When cameras and questions were pointed directly at key school administrators for the person referred to as “Victim 1,” silence was still the response.
Aaron Fisher, the 18-year-old man whose testimony sparked the initial investigation of Jerry Sandusky, revealed his identity on ABC’s “20/20” Friday night, and in doing so, shed light on the high school administrators he said didn’t do enough.
Fisher recounted the first time he told his high school principal, Karen Probst, that Sandusky was sexually abusing him. Fisher’s mother, Dawn Daniels, was called to the school to aid her then 15-year-old son during his emotional breakdown.
“Aaron was melting down in the office,” Daniels said. “I immediately told them we need to call the police.”
But Probst thought otherwise, advising both Fisher and Daniels to reconsider approaching legal authorities. She reminded them of Sandusky’s prestige in the community and the backlash they could face.
“Everybody knew who he was,” Daniels said in the 20/20 interview. “He’s a great guy. Everybody, even my own father, said he does great things for kids.”
Today, Fisher’s testimony is considered key in Sandusky’s conviction in late June, when the former assistant Penn State football coach was found guilty on 45 counts of sexual abuse. He was sentenced to 30 to 60 years in prison earlier this month.
When ABC approached the principal for comment on why she didn’t come forward sooner, Probst ran away from the camera crew, seeking shelter within the high school walls. As of the show’s airtime, Probst continued to decline comment.
Psychologist Mike Gillum said he doesn’t understand why no administrators reported Fisher’s initial claims. Gillum, who was one of the first people to interview Fisher about his abuse, said Probst is considered a mandated reporter and is required to report any suspected child maltreatment, according to the U.S. Department of Health and Human Services.
Randy Feathers, the lead investigator in the Sandusky case when Fisher first reported the abuse, said they needed more people to come forward in order to charge Sandusky. Feathers said he “would have put handcuffs on him myself” if they had enough evidence to charge Sandusky the first day.
As for the actions Sandusky may have committed while the investigation continued, Feathers said he can not be sure.
“It’s not a perfect world,” he said. “We did the best we could.”
Today, Fisher said it is still hard for him to deal with the repercussions of coming forward. At times, Fisher said he considered committing suicide and would take his frustrations and anger out through cutting his wrists.
While Sandusky’s sentencing provided closure for some, Fisher said the speech given by the former coach was hard to hear, especially because many of the references made were directed at the young man.
Fisher did not speak at Sandusky’s sentencing.
“I wasn't expecting it,” Fisher said. “I was kind of thinking that he'd get off scot-free with this.”

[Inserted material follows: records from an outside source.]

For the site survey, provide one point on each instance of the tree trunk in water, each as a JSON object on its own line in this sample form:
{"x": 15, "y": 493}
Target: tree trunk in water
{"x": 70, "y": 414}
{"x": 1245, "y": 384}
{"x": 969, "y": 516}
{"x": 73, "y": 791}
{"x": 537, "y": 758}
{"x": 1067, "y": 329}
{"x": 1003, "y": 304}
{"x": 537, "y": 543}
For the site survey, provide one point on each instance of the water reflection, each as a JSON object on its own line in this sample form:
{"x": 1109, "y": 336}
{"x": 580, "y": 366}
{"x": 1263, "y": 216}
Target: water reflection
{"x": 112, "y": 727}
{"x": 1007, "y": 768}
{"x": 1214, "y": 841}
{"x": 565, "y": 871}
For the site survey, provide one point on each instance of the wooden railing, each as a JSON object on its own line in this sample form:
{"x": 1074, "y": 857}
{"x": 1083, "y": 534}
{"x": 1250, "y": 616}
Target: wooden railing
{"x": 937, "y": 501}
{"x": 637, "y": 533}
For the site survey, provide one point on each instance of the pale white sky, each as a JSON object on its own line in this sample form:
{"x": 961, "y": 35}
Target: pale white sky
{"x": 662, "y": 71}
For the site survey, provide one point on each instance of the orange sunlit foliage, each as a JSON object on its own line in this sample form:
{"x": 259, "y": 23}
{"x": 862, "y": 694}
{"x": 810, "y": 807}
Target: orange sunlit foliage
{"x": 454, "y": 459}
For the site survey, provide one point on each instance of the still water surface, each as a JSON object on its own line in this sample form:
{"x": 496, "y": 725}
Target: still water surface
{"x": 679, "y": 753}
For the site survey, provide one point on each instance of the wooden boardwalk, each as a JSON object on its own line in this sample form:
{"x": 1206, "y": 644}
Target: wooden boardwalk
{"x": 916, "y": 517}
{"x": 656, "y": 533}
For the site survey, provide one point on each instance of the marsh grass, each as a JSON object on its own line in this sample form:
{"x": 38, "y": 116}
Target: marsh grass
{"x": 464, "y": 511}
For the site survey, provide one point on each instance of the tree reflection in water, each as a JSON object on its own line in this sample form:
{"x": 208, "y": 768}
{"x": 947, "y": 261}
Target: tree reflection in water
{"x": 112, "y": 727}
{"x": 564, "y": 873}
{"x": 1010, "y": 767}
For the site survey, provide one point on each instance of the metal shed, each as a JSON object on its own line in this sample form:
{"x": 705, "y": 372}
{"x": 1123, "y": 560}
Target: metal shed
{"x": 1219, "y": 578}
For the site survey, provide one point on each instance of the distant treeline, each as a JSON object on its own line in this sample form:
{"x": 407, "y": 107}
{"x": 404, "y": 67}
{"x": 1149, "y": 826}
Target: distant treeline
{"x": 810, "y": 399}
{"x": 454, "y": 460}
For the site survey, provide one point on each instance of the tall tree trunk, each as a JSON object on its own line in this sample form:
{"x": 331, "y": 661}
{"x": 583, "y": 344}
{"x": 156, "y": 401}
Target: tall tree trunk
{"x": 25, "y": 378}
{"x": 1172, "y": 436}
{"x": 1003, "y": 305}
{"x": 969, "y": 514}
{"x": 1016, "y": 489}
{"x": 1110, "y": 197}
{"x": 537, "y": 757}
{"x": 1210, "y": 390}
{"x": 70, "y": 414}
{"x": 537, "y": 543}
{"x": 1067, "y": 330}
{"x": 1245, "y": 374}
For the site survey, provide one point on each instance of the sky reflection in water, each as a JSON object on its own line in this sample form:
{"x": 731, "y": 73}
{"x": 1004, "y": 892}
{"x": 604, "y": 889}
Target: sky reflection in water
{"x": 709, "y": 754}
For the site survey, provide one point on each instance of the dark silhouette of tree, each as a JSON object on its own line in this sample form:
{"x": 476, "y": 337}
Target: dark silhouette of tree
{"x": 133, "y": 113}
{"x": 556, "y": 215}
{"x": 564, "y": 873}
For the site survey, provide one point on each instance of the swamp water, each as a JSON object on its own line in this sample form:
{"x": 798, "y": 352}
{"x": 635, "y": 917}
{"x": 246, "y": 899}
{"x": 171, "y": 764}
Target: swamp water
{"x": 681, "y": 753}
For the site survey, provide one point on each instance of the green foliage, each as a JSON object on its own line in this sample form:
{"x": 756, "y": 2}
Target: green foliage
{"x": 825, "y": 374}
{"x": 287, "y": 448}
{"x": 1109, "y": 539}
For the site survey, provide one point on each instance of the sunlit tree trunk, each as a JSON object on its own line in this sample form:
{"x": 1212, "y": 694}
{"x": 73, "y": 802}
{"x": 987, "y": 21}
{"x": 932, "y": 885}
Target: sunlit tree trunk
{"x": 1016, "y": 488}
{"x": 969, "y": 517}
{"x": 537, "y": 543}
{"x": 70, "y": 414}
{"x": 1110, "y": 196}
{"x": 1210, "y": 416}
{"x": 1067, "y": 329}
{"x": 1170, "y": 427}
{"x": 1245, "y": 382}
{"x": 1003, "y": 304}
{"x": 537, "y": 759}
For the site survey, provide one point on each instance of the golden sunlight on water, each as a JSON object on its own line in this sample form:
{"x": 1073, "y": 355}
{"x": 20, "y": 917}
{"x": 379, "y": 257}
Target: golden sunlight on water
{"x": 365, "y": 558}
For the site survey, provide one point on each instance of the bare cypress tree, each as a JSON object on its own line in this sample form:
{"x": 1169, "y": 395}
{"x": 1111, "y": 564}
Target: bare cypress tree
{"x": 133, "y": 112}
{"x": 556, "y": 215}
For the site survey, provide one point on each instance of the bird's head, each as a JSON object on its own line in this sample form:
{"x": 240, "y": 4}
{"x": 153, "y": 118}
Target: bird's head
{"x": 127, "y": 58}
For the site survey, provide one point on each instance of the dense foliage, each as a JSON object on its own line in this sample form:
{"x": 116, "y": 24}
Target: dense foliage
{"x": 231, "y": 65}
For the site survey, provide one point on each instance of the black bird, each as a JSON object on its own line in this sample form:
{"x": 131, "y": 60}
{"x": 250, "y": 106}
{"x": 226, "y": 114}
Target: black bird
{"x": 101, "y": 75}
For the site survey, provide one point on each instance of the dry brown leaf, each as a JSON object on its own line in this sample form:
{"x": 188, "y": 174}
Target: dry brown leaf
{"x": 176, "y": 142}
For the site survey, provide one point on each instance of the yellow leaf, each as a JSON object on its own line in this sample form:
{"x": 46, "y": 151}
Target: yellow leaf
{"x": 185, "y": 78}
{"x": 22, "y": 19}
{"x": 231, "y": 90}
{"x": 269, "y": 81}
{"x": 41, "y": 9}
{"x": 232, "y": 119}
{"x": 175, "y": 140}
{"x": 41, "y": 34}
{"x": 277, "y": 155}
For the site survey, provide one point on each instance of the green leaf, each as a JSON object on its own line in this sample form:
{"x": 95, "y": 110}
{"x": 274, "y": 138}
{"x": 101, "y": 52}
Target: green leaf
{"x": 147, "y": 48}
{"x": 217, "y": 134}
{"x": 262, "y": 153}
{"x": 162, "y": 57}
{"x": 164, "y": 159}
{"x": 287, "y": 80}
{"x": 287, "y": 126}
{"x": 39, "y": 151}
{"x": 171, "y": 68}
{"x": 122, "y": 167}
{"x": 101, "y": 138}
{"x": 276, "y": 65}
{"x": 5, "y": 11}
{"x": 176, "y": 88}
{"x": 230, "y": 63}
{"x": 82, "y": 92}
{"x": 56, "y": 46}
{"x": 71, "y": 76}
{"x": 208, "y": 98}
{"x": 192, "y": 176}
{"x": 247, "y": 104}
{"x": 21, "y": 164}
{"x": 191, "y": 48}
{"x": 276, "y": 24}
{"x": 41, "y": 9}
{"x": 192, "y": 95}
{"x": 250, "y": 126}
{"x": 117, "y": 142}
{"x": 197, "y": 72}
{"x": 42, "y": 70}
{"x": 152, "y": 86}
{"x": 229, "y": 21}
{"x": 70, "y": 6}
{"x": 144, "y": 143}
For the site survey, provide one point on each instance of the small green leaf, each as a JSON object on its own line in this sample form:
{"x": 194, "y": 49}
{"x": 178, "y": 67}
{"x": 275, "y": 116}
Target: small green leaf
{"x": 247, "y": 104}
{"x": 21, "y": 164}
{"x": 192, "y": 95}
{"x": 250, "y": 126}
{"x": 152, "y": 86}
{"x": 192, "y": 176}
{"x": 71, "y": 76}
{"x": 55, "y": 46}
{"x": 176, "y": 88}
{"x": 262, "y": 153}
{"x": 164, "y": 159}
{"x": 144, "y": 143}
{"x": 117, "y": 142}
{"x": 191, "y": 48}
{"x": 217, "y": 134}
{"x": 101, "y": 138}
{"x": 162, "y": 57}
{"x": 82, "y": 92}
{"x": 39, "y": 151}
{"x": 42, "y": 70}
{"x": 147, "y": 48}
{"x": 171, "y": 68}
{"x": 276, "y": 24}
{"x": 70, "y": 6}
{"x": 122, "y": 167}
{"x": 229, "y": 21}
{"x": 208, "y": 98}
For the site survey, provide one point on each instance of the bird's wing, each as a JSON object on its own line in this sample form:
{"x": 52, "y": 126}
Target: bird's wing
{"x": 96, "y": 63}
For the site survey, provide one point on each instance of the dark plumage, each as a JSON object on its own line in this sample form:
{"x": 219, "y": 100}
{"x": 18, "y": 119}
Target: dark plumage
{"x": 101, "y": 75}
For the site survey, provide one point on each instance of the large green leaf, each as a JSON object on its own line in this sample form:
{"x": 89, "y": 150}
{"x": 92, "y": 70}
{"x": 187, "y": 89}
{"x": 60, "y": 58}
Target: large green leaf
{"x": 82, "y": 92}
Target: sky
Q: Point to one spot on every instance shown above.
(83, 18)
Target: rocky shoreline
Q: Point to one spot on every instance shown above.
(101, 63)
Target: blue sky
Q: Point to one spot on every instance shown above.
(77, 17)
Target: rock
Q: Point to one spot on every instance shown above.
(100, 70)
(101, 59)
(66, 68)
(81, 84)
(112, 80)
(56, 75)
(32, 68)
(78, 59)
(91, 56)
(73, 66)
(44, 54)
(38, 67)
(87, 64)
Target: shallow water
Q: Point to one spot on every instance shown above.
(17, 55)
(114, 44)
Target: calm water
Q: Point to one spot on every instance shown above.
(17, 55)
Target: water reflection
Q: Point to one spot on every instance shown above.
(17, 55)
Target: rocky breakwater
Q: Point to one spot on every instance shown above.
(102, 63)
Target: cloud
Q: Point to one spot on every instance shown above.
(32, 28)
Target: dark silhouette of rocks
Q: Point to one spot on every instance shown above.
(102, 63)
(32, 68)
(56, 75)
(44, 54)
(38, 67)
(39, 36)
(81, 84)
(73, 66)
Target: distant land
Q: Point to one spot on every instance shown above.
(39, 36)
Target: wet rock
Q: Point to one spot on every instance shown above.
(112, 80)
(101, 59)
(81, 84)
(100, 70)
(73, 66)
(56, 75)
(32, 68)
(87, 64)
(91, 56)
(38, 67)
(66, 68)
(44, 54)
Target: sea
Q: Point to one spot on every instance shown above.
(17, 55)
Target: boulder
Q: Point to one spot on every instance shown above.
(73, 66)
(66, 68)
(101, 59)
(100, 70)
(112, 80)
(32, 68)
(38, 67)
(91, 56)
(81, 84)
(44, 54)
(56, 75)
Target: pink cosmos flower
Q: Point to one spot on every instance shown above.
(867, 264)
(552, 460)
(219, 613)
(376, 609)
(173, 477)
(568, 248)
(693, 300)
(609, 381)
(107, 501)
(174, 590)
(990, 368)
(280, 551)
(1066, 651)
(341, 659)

But for the 18-year-old man, life will continue to move on. Fisher said he hopes to one day attend college and move on with his life. He said he wants to be a state trooper so he can protect people.
“If you are persistent and you continue to fight for what you know is right and what you absolutely think and know is right, then good will prevail and you will get justice out of it,” Fisher said.
Fisher will publish his book “Silent No More: Victim 1's Fight For Justice Against Jerry Sandusky” Oct. 23, detailing Sandusky’s abuse.